So much choice has led to confusion. Sure, this song is good, but there’s gotta be something even better out there. What’s everyone else listening to? What am I missing? I’m falling behind! Some even throw up their hands in despair: “I DON’T EVEN KNOW WHAT I LIKE ANYMORE!”
For many, selecting something to listen to has become an interminable chore. Discovering new music has paradoxically become more difficult.
Our attention spans have shrunk. If we don’t like something immediately — usually within five to 10 seconds — we hit the skip button. The algorithms then remove that song from what it recommends to us and we never have the opportunity to learn to like something that requires repeated listening.
New music is increasingly dismissed, especially something different or experimental that has the potential to be groundbreaking and/or transformative if just given the time. The more choice we have, the more disposable songs become.
Find a song. Make a judgment after 10-15 seconds. Skip. Next song. Skip. Repeat over and over and over again.
What’s the solution? Some people are weaning themselves from constant streaming, opting instead to stick with a smaller, manageable selection of playlists that they’ve created themselves. Others have returned to physical media like CDs, vinyl, and even cassettes. An actual physical object that contains music invites far more investigation, which can lead to greater engagement.
Some of those folks have cancelled their streaming music accounts, concerned about how little they hear artists are making from streaming. Others are even discovering the pleasures of old-fashioned radio where they don’t have to worry about choice.
Meanwhile, the streamers have problems of their own. Ingesting thousands and thousands of new songs every day requires server space. Servers cost money. It takes electricity to run those servers. More customers mean more bandwidth is required to distribute all these digital files. That costs money and consumes energy.
It’s to the point where digital music is less environmentally friendly than selling music on pieces of plastic.

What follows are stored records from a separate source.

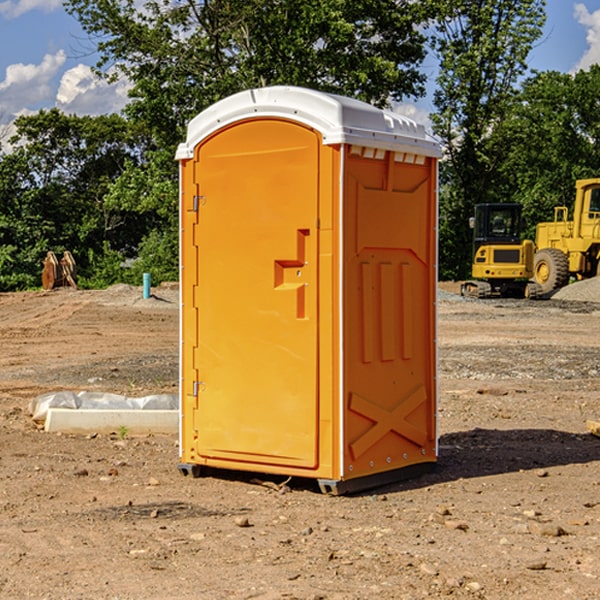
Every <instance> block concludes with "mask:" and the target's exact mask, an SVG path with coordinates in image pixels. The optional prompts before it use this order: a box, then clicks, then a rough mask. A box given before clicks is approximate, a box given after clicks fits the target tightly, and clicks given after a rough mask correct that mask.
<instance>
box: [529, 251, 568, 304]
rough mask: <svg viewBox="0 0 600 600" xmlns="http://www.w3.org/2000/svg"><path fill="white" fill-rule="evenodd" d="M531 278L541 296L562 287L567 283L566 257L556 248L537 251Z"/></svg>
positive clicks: (567, 264)
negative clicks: (540, 291)
mask: <svg viewBox="0 0 600 600" xmlns="http://www.w3.org/2000/svg"><path fill="white" fill-rule="evenodd" d="M533 276H534V279H535V282H536V283H537V284H538V285H539V286H540V288H541V293H542V294H548V293H549V292H551V291H552V290H556V289H559V288H561V287H564V286H565V285H567V283H568V282H569V259H568V258H567V255H566V254H565V253H564V252H562V251H560V250H559V249H558V248H544V249H543V250H539V251H538V252H536V254H535V259H534V265H533Z"/></svg>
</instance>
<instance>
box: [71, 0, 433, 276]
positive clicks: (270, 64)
mask: <svg viewBox="0 0 600 600" xmlns="http://www.w3.org/2000/svg"><path fill="white" fill-rule="evenodd" d="M66 7H67V10H68V11H69V12H70V13H71V14H73V15H74V16H75V17H76V18H77V19H78V20H79V22H80V23H81V25H82V26H83V28H84V30H85V31H86V32H87V33H88V34H89V36H90V40H91V41H92V43H93V44H94V45H96V47H97V50H98V52H99V54H100V60H99V62H98V64H97V73H98V74H101V75H102V76H104V77H107V78H108V79H111V78H117V77H121V76H124V77H126V78H127V79H128V80H129V81H130V82H131V84H132V87H131V90H130V98H131V101H130V103H129V104H128V106H127V107H126V109H125V113H126V115H127V117H128V118H129V119H130V121H131V122H132V123H134V124H135V125H136V126H138V127H141V128H143V130H144V131H146V132H148V134H149V136H150V137H151V139H152V143H151V144H149V145H148V147H147V149H146V152H145V153H144V156H143V160H142V161H136V160H131V161H128V162H127V163H126V165H125V168H124V170H123V172H122V174H121V176H120V177H119V179H118V180H117V181H115V182H113V183H111V184H110V185H109V188H108V191H107V194H106V197H105V198H104V200H105V203H104V205H105V206H106V207H108V208H110V209H111V210H112V211H115V212H116V213H117V214H130V215H133V214H136V215H138V216H139V217H140V218H144V219H145V220H146V221H147V222H148V223H150V222H151V223H152V225H151V226H150V227H149V228H148V229H147V230H146V235H147V237H145V238H144V239H143V241H142V243H140V244H139V246H138V251H139V256H138V260H137V261H136V262H135V263H134V266H133V267H132V269H131V271H130V272H129V276H130V277H137V276H138V274H139V273H138V271H140V270H141V269H143V270H147V271H150V272H151V273H152V274H153V279H159V280H160V279H163V278H168V277H177V238H178V228H177V214H178V206H177V202H178V192H177V190H178V186H177V165H176V163H175V162H174V160H173V156H174V153H175V149H176V146H177V144H178V143H179V142H181V141H183V139H185V129H186V126H187V123H188V122H189V121H190V120H191V119H192V118H193V117H194V116H195V115H196V114H198V113H199V112H201V111H202V110H204V109H205V108H207V107H208V106H210V105H211V104H213V103H214V102H216V101H218V100H220V99H221V98H224V97H226V96H229V95H231V94H233V93H235V92H238V91H240V90H243V89H248V88H252V87H260V86H267V85H275V84H286V85H299V86H305V87H311V88H316V89H320V90H323V91H328V92H335V93H340V94H344V95H348V96H353V97H356V98H360V99H362V100H365V101H367V102H371V103H373V104H376V105H379V106H383V105H386V104H388V103H389V102H390V101H391V100H400V99H402V98H404V97H406V96H414V97H416V96H418V95H421V94H422V93H423V92H424V81H425V76H424V75H423V74H422V73H420V71H419V64H420V63H421V61H422V60H423V58H424V56H425V41H426V40H425V37H424V35H423V33H421V31H420V29H419V28H418V26H419V25H420V24H422V23H424V22H425V21H426V19H427V17H428V11H430V10H432V7H431V6H430V4H429V3H418V2H417V3H415V2H413V1H412V0H377V1H374V0H303V1H302V2H299V1H298V0H204V1H201V2H195V1H194V0H176V1H175V2H174V1H173V0H147V1H146V2H144V3H143V4H142V5H140V3H139V2H136V1H135V0H125V1H121V0H118V1H117V0H67V2H66ZM94 261H95V263H96V264H97V265H98V266H99V268H100V265H101V264H102V265H103V266H102V270H103V272H106V273H108V272H110V271H111V269H107V267H106V265H105V264H103V261H102V257H101V255H100V254H95V255H94ZM109 262H110V261H109Z"/></svg>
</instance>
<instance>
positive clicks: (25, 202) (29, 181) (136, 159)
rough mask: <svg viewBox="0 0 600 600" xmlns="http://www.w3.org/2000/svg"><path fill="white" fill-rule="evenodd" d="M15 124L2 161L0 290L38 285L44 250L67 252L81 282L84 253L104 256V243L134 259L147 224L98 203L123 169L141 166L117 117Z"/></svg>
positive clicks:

Add in the economics of the streamers’ business models — all their costs rise in lockstep with revenues — and you have a bunch of platforms that are very concerned for their financial futures.

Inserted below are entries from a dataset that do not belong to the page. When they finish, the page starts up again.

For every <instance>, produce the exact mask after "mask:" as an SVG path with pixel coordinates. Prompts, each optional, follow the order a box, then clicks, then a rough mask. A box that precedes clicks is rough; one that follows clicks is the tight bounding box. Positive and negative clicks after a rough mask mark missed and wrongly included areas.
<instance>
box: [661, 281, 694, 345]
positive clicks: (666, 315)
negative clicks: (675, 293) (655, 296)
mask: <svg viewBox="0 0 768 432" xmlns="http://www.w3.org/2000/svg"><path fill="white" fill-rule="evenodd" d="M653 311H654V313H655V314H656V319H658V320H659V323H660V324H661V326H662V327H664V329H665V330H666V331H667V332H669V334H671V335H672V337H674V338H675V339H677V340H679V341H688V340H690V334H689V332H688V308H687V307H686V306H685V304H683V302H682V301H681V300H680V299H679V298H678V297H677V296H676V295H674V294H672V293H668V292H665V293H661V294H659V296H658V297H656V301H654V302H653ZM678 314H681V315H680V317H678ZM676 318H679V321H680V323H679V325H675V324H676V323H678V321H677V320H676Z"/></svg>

While record labels, especially the majors, are making billions from streaming, a figure that’s growing every quarter, they’re concerned that the market share for new music is shrinking as people opt to listen to more and more familiar music from years gone by. The gold rush that is “catalogue music” (material more than two years old) comes at the expense of new songs, which are supposed to be the catalogue music of the future.

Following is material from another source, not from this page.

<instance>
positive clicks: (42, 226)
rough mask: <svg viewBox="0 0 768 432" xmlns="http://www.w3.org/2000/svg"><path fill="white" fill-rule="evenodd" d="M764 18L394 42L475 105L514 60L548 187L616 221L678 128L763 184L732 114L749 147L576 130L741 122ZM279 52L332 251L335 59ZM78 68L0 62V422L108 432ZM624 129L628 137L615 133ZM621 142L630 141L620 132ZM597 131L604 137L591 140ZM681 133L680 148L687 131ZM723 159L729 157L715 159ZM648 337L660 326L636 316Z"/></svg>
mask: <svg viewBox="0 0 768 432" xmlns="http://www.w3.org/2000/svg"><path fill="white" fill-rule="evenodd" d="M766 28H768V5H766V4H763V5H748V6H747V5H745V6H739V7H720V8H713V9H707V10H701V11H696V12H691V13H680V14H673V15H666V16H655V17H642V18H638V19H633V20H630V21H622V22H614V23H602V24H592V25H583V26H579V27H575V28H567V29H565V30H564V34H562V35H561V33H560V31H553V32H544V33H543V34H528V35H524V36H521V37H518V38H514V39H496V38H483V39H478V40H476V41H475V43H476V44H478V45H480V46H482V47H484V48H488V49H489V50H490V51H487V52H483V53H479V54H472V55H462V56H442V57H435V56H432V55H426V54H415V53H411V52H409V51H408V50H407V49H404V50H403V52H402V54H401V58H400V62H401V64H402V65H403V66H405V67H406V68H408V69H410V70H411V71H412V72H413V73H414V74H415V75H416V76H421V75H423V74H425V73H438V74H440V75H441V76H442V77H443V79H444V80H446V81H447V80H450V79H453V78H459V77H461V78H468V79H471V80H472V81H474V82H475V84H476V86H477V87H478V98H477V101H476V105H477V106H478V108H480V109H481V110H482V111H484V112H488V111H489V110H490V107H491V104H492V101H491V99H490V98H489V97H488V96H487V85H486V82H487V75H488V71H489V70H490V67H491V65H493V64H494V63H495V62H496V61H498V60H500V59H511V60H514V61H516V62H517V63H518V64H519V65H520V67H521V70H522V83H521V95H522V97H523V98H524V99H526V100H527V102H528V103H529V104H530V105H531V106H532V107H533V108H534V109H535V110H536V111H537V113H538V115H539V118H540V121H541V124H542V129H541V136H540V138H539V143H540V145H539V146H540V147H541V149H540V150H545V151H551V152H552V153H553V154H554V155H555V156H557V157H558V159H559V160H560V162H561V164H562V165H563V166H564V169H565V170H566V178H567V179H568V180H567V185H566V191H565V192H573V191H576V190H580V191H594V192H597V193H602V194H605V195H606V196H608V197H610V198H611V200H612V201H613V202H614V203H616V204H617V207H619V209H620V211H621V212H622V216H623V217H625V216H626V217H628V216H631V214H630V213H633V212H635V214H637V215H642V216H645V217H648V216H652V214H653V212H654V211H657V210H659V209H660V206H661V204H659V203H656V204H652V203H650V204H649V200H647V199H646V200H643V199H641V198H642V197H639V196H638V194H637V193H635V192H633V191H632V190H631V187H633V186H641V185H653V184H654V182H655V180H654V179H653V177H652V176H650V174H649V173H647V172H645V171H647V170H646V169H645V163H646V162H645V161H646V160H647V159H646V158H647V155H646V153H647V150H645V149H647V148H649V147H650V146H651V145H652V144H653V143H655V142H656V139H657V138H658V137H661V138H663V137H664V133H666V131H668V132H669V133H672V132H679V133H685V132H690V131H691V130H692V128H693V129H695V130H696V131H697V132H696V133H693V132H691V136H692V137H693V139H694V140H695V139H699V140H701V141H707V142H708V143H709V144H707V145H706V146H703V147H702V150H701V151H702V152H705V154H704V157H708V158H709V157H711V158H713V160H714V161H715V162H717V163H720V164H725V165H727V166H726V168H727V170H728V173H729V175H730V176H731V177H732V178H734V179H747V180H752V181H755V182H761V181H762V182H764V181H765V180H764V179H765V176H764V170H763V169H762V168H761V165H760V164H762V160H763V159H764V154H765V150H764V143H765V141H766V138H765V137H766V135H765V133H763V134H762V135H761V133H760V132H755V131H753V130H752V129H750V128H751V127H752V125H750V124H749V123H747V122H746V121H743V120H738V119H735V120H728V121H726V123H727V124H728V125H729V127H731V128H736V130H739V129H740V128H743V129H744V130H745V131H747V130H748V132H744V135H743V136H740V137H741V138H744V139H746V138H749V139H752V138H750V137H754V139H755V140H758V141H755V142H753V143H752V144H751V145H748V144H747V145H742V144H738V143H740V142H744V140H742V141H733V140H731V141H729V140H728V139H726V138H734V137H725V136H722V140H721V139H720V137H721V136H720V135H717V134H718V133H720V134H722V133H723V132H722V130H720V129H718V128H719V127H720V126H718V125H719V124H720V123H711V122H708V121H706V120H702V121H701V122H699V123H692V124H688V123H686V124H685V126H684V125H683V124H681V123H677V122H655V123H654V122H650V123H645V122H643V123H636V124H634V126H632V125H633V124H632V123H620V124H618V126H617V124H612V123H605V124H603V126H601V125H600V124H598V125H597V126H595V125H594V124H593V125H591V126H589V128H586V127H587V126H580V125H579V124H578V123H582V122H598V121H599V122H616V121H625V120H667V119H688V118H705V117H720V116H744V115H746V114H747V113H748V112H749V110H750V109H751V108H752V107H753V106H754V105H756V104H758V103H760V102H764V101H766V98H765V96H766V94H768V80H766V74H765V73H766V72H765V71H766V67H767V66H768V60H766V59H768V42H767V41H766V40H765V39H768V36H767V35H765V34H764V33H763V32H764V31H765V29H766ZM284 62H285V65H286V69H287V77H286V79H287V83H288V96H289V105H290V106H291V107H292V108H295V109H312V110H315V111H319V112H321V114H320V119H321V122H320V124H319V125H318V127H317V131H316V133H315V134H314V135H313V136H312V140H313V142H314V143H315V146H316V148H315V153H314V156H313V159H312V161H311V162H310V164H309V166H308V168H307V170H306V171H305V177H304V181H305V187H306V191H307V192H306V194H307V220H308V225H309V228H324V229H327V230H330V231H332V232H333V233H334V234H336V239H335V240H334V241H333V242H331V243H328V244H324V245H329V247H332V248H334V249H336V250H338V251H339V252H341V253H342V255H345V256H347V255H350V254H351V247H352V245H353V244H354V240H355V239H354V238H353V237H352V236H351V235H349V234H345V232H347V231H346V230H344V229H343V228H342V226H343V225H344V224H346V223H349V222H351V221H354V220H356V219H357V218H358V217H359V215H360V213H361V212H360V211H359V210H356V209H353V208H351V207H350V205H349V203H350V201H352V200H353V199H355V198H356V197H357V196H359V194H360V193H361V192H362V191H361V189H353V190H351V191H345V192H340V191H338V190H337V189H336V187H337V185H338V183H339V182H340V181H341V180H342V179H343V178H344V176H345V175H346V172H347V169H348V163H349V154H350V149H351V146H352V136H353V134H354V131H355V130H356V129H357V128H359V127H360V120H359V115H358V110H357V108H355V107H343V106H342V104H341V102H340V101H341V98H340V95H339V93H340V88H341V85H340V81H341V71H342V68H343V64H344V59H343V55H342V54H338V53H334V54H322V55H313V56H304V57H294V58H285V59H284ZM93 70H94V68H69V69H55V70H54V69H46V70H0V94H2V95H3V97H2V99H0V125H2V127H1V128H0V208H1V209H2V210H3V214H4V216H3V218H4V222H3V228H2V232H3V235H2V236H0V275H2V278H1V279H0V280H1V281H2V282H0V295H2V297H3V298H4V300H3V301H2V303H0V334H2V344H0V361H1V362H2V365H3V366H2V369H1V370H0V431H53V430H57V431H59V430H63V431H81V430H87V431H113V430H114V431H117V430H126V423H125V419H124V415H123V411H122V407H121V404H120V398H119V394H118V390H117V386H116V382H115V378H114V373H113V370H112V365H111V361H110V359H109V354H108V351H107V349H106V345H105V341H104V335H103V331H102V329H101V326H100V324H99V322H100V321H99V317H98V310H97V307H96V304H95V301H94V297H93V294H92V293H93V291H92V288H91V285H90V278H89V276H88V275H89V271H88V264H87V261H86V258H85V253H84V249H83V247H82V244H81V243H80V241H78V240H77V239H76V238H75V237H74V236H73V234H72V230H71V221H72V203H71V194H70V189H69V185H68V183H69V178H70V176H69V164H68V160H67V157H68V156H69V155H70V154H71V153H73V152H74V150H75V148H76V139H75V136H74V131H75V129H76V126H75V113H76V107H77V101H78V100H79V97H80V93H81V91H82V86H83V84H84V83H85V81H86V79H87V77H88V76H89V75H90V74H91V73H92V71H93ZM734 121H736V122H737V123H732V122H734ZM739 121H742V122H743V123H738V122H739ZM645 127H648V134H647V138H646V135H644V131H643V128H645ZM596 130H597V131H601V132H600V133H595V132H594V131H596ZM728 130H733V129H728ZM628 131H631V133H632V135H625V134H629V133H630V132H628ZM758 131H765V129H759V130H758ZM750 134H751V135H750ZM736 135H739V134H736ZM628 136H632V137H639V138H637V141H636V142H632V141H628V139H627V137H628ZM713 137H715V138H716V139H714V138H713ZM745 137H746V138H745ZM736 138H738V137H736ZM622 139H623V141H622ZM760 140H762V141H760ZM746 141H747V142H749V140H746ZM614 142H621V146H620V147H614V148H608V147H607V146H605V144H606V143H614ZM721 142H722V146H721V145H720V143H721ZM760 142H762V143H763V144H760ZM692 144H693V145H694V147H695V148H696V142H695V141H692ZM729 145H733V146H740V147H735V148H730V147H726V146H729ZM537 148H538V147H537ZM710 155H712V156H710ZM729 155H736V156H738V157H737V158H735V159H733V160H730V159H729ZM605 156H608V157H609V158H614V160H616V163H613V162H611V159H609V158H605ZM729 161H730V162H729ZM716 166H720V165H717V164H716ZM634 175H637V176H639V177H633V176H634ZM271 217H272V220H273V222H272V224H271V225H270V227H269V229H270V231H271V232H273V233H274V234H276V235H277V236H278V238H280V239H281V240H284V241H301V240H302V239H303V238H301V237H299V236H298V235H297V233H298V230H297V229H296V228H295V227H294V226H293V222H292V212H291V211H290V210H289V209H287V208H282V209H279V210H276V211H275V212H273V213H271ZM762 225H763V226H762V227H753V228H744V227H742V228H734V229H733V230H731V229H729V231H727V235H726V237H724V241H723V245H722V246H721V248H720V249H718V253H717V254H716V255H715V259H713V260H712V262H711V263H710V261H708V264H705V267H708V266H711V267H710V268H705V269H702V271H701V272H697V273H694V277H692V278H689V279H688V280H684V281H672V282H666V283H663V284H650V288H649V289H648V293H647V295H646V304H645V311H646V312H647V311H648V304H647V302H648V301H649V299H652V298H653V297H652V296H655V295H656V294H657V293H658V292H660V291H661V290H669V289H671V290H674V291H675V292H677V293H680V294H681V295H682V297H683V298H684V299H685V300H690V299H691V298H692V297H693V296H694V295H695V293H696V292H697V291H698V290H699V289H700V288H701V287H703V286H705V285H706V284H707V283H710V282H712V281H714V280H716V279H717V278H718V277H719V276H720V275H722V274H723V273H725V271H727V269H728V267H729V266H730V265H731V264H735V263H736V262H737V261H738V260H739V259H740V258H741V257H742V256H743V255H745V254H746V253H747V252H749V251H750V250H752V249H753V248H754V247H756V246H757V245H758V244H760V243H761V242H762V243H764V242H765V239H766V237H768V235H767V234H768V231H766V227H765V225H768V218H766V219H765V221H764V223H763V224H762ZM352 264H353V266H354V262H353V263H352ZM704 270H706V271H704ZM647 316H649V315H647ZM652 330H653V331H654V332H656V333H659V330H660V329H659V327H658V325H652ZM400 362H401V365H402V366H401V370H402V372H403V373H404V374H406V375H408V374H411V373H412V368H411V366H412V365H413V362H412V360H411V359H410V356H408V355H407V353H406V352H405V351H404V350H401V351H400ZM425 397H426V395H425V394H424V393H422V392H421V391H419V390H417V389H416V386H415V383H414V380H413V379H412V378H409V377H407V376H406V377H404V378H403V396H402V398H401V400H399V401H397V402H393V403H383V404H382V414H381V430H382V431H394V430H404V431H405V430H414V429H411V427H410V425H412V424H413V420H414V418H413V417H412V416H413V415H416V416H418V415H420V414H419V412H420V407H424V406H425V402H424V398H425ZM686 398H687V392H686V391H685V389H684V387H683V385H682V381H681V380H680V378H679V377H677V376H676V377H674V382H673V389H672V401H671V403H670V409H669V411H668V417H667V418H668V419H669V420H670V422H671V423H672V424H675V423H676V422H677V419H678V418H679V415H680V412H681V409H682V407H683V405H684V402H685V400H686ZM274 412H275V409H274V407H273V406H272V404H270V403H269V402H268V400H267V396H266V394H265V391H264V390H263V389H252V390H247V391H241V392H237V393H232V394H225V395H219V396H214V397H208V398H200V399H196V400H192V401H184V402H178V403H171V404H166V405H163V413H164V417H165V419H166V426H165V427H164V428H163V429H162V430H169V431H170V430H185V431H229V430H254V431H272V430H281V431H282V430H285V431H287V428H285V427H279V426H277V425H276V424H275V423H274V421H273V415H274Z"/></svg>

Something has to change. The tsunami of new music is unsustainable in so many ways. Do streamers cap the number of songs they ingest? Do they restrict the size of their accessible libraries to their customers? Do they cull the songs that aren’t getting any attention from their libraries? Will we see streamers start to discourage musicians from uploading music by limiting royalties for songs that stream more than, say, a thousand times?
Think about Mickey Mouse in The Sorcerer’s Apprentice. If someone doesn’t do something, we risk drowning in music that we will never hear.